I've spent some time this past year with my old role models, the priests who taught us. Some of them don't wear religious garb anymore and aren't called father except by their kids. Jack Kenny is a probation officer, ministering to a 49-year-old man who beat up his wife with a broom handle ("His wife is full of God, full of hope, but she knows down deep things won't change."), to a 14-year-old who slashed an old lady with a scissors. When I knew Jack Kenny his name was Father Claude, only we didn't call him that much. We called him Cadge. Cadge was a corruption of Cash, which had nothing to do with money but everything to do with attitude, with being casual. After he left the seminary faculty Father Claude volunteered for a South American expedition. He went down and fell in love with a Canadian nun. "Maybe it is a dream too soon for its time," the Cadge wrote in a letter to the Holy Father, petitioning to marry Phyllis and yet remain a priest who worked amid the poor in the barrios of Quito, Ecuador. "I am not a hero. I wonder, though, if our mutual love and hopes might be a sign of the times." The pope never wrote back. Later, planning to marry Phyllis outside his Church, he had written his only brother, trying to explain: "Love, life, God and time are sometimes mitigating factors. Stay loose. I am."

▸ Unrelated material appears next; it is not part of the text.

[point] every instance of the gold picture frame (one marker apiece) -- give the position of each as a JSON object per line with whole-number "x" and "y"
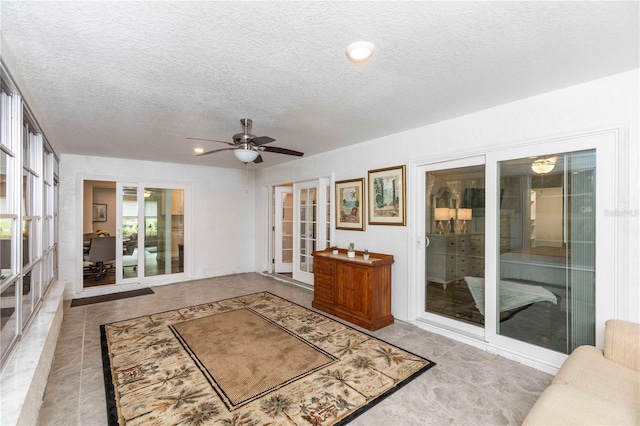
{"x": 350, "y": 204}
{"x": 387, "y": 196}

Nowadays my old college prefect, Father Ambrose, who was a whiz with electronics, is a service rep on hospital X-ray equipment. His name is Bob Benzig and his lunch is out of a sack. He is married to a shy, intelligent black woman and lives with her in an inner city neighborhood in Toledo that once was white and is now becoming black. "It's an old neighborhood," he said on the phone, and then repeated that, when I asked if I could come by. When I saw him he was 58, still reed thin and jerky in his movement, though his hair was now past his ears. His daughter, Elizabeth Jane, had been born two months previous. "We're losing our buttons," he said merrily, sticking her over his head, making faces at her, the old raucous, half-asthmatic laugh perfectly intact. Father Ambrose didn't leave the priesthood because his Church wouldn't change. He left because he was in love, which came after a tour in Africa, in Botswana, in the Peace Corps. Afterward he came home and met Marian in Chicago. And now he repairs X-ray equipment in Toledo and takes out the garbage at midnight. Processo, the Spanish might call it. On the night I stayed with him, he talked of money worries, of the nightmare vision of ending up in his sixties on welfare, stuck off in a room somewhere with no work and growing kids. "We have to believe in a provident God who's been provident so far," he said. He said nearly his whole life it had been a mystery to him how people got up and went to work every day. He talked of a powerlessness, of being "the recipient of other people's decisions, the people who get on jets and travel around on these big images of themselves." As he said it he drew in the air a large, round, weary, invisible loop. That night he made dinner- hamburgers, fruit salad, sweet potatoes-and ate at least half of it while his two-year-old, Caroline Maria, nodded on his lap. "These memories are alive in us, we live with them," he said.